The general public often thinks of radioactivity as a very dangerous substance, but this is only half true. Radioactivity is actually used in many applications. Medical devices such as X-rays and MRI are easy examples to think of. Radioactivity varies in weight. Therefore, heavy radioactivity collides with matter, while light radioactivity has the property of passing through matter. We are conducting research to create medical devices using these properties. There is also research into how to visualise radioactivity by shooting it and determining its distribution, in order to understand which parts of the body are difficult for radioactivity to penetrate and how this explains the state of the body. In addition, research is being conducted on the dangers of radioactivity and the acceptable levels of exposure. There is still much to learn about radioactivity, so research is continuing. A current issue in this field is the detection of radiation. In order to make nuclear weapons, uranium must be used to create an unnatural atom called plutonium. This process produces radiation, and gamma rays are a type of radiation that can be considered to have no mass. Because they travel very long distances, detecting them can reveal the presence of nuclear weapons. Therefore, countries concerned about national security are researching how to detect radiation and what kind of radiation is emitted in response to certain reactions.
Finally, there is the field of plasma. Plasma is divided into industrial plasma and nuclear fusion plasma. Industrial plasma is used in actual industrial fields. It is often used in precision welding, which is a very useful technology for Korea, which mainly exports semiconductors. Therefore, we are studying how plasma reacts so that it can be applied for practical use. Plasma is a state in which atoms are divided into ions and electrons, so in order to understand its movement, it is necessary to understand electric and magnetic fields. We learn how to handle plasma by understanding the tendency of positive and negative charges to move when electricity or magnetism flows. Working with plasma is not only useful in industry. Plasma is also used in nuclear fusion, which is attracting attention as an energy source of the future. However, unlike plasma used in industry, plasma used in nuclear fusion has extremely high temperatures and densities, which are difficult to maintain. Therefore, the key is how to contain and maintain this plasma. It is estimated that plasma must be maintained for about three hours for practical industrial nuclear fusion to be possible. In fact, K-star, a nuclear fusion research centre in Korea, has maintained plasma at a density suitable for nuclear fusion for three seconds. Although it is difficult to maintain plasma for such a long time, if it can be maintained continuously, nuclear fusion will become possible, so this is a very important technology.
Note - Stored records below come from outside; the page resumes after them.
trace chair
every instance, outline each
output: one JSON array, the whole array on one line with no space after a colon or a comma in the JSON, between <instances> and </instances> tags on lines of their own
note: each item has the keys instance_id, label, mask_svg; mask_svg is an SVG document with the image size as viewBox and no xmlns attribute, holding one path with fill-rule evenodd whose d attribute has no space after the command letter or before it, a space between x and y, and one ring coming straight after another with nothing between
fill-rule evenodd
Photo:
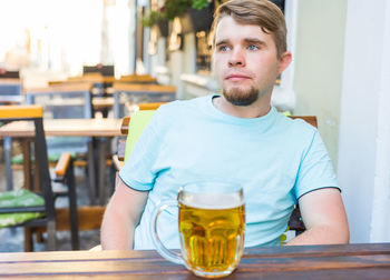
<instances>
[{"instance_id":1,"label":"chair","mask_svg":"<svg viewBox=\"0 0 390 280\"><path fill-rule=\"evenodd\" d=\"M158 108L158 107L157 107ZM156 108L156 109L157 109ZM120 170L120 168L124 164L124 161L128 158L135 142L137 141L138 137L140 136L143 129L146 127L148 121L152 119L154 111L139 111L137 114L135 114L133 118L125 117L121 122L120 131L123 134L127 136L126 141L119 141L118 142L118 154L113 158L115 167L117 170ZM310 123L313 127L318 127L316 117L315 116L289 116L291 119L303 119L308 123ZM133 123L130 120L133 119ZM133 127L131 127L133 124ZM131 130L131 133L128 133ZM291 213L290 220L289 220L289 230L295 231L296 234L302 233L305 231L304 223L302 221L301 211L299 208L299 204L295 206L293 212Z\"/></svg>"},{"instance_id":2,"label":"chair","mask_svg":"<svg viewBox=\"0 0 390 280\"><path fill-rule=\"evenodd\" d=\"M127 76L120 76L118 82L157 84L157 78L154 78L149 74L127 74Z\"/></svg>"},{"instance_id":3,"label":"chair","mask_svg":"<svg viewBox=\"0 0 390 280\"><path fill-rule=\"evenodd\" d=\"M101 76L105 77L113 77L115 76L115 67L114 66L84 66L82 67L82 73L96 73L99 72Z\"/></svg>"},{"instance_id":4,"label":"chair","mask_svg":"<svg viewBox=\"0 0 390 280\"><path fill-rule=\"evenodd\" d=\"M43 106L46 119L90 119L94 113L91 87L90 82L79 82L27 89L26 103ZM56 161L64 149L74 154L87 153L89 141L89 138L82 137L48 138L50 159Z\"/></svg>"},{"instance_id":5,"label":"chair","mask_svg":"<svg viewBox=\"0 0 390 280\"><path fill-rule=\"evenodd\" d=\"M19 71L8 71L0 68L0 79L20 79L20 73Z\"/></svg>"},{"instance_id":6,"label":"chair","mask_svg":"<svg viewBox=\"0 0 390 280\"><path fill-rule=\"evenodd\" d=\"M48 232L48 250L56 250L56 198L66 196L69 198L69 220L71 231L71 244L74 250L79 248L77 201L75 189L75 176L72 159L69 152L62 153L57 163L55 173L56 182L67 186L66 191L53 191L48 166L47 146L43 131L43 109L41 106L1 106L0 121L32 121L35 126L35 137L32 138L35 150L35 176L39 178L39 186L33 189L22 191L8 191L2 193L0 213L3 227L25 227L25 250L33 249L31 233L38 227L46 226ZM32 123L31 123L32 124ZM28 142L30 146L31 141ZM29 147L30 148L30 147ZM28 149L30 150L30 149ZM30 157L25 160L30 162ZM27 163L30 166L30 163ZM28 170L31 173L31 170ZM22 199L18 200L18 197ZM1 200L1 199L0 199ZM32 200L32 203L29 201ZM4 202L6 201L6 202ZM11 203L13 202L13 203ZM23 217L25 216L25 217ZM29 216L26 218L26 216ZM17 221L6 223L13 217Z\"/></svg>"},{"instance_id":7,"label":"chair","mask_svg":"<svg viewBox=\"0 0 390 280\"><path fill-rule=\"evenodd\" d=\"M20 79L0 79L0 103L12 104L22 101Z\"/></svg>"}]
</instances>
Our department covers the following three areas. As mentioned earlier, these are application areas that have emerged through the use of atomic nuclei. We are pursuing research in all of these areas. In the field of nuclear energy, we are focusing on safety, in the field of radiation, we are focusing on detection, and in the field of plasma, we are focusing on maintenance. To achieve this, continuous research and development is necessary. Therefore, our department strives to provide undergraduate students with a solid foundation in theoretical education and to equip them with all the necessary skills for graduate research. The process of developing innovative technologies through research and putting them into practical use is a series of continuous challenges and achievements. Nuclear engineering is a field that can greatly contribute to solving future energy problems and creating new technologies, and our department is committed to achieving these goals.